The Ma’dan, or Marsh Arabs, are a marginalized community in the modern era, as are most groups who maintain a more traditional way of life. The tourism boom puts them and the aquatic desert they rely on in the limelight, forcing the government and groups like UNESCO to take a stand and protect the land.

Without tourism encouraging the world to care about the marshes, they will likely disappear within the next generation, dried up in history.

Historical, Biological, Biblical, Cultural

Iraq’s aquatic desert checks all the boxes.

While I may not be religiously inclined (I prefer devoted skeptic) or a knowledgeable history buff, the unique culture of the region and a smidge of “last chance” or “doomsday tourism” played a part in my decision to visit.

Because without intervention, this unique geologic feature and essential wetland habitat could be gone.
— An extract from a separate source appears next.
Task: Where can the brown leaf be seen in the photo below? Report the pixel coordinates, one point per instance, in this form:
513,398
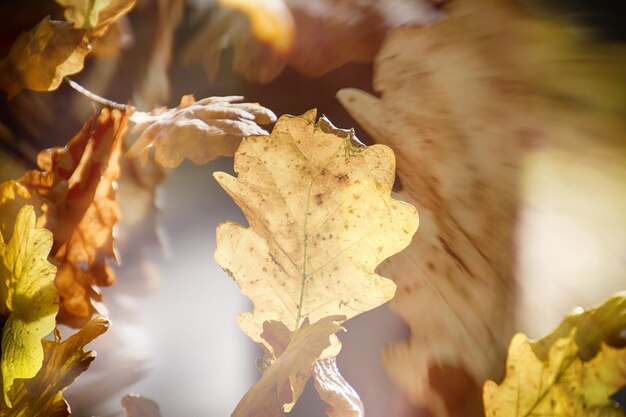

Specifically devastating for the Basra reed warbler, Iraq babbler, African Darter, and Goliath Heron for all my twitchers out there. It’s not just birds and swampy water. It’s an immersive travel experience that helps you better understand a subculture of modern Iraq and impress all your friends with a one-of-a-kind adventure.

A wet desert is about as oxymoronic as it gets, yet its existence is as old as humanity itself. Thanks to local organizations like Bilweekend, which easily arrange private visits and overnight stays, you can visit Iraq’s aquatic desert and show the world the merits of cultural and environmental preservation.